Las democracias representativas contemporáneas, con todas sus virtudes –que no son pocas–, se basan en la existencia y aceptación de una gran desigualdad: aquella existente entre representados y representantes. Se supone que los primeros son más importantes que los segundos, pues los representados constituyen la base y razón de ser del sistema representativo, ante la cual los representantes deben responder, ya que toman decisiones que nos vinculan a todos en nombre, justamente, de nosotros mismos.

En la práctica, sin embargo, los representantes están imbuidos de privilegios que los ponen en una situación de superioridad frente a los representados. Fueros constitucionales y legales, poder decisorio en materia criminal y tributaria, manejo del presupuesto público, salarios altos, acceso privilegiado a la información, estatus social, son solo algunos ejemplos de estos. En gracia de discusión, aceptemos que todas estas prerrogativas son necesarias para que los representantes, que sin duda están a cargo de una labor sumamente difícil, puedan ejercer adecuadamente su función. 

Aunque necesarios, estos privilegios tienen como efecto que ubican a los ciudadanos en una especie de relación de inferioridad frente a quienes ostentan el poder público: los representados tienen derechos, los representantes derechos y privilegios. Frente a nuestros representantes, solo nos queda un arma: la palabra, la crítica, el cuestionamiento, la reclamación, la exigencia de respuestas y justificaciones para las acciones. Y como la democracia deliberativa es un ideal regulativo –bello, pero inalcanzable plenamente–, con frecuencia necesitamos gritar, insultar y acusar a quienes ostentan el poder, para obtener respuestas y explicaciones por acciones respecto de cuyas motivaciones, con razón, sospechamos.

¿Gritar, insultar, acusar a nuestros representantes? ¿No está esto mal? ¿No es algo que tal vez preferiríamos evitar?

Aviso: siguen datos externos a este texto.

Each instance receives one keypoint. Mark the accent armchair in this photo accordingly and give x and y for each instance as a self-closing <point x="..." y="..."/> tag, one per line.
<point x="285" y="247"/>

Idealmente, sí. En el mundo real, no. La crítica contra el poder no necesariamente tiene que usar un lenguaje duro, pero debe poder hacerlo. Recordemos que, utilizando una expresión de Roberto Gargarella, no se trata de una conversación entre iguales, sino entre desiguales. Los representantes tienen sus privilegios, los representados tenemos el poder de cuestionarlos, de interpelarlos, sea con buenas maneras, sea a los gritos. 

¿Puede afectar esto la honra y el buen nombre de los representantes? Sí, sin duda. ¿Deben entonces ellos tolerar lo anterior? Sí, sin duda. Si uno elige la vida pública, debe estar dispuesto a soportar la crítica pública, así esta sea mordaz. Ese es el costo que se debe asumir por tener el honor de representar los intereses y aspiraciones de sus conciudadanos y por acceder a una serie de privilegios que están dirigidos a facilitar el ejercicio de la función pública, pero que, por la sola falibilidad humana, pueden usarse para fines non-sanctos.

Debe haber límites, por supuesto, para el ejercicio de este derecho a la deshonra. Pero estos deben ser taxativos, extremadamente claros, y producto de una discusión amplia con la ciudadanía que vaya más allá de los tradicionales espacios institucionales en los cuales se ejerce la representación política. Y, en todo caso, no deben involucrar el ejercicio del siempre brutal poder punitivo del Estado, que ha de reservarse para conductas de gravedad extrema. 

Aquellos representantes que, con el poder que les hemos conferido, aspiran a callar a quienes se atreven a cuestionarlos, deberían sentirse avergonzados. Son ellos quienes, con sus acciones, destruyen su propia honra, si es que les queda alguna.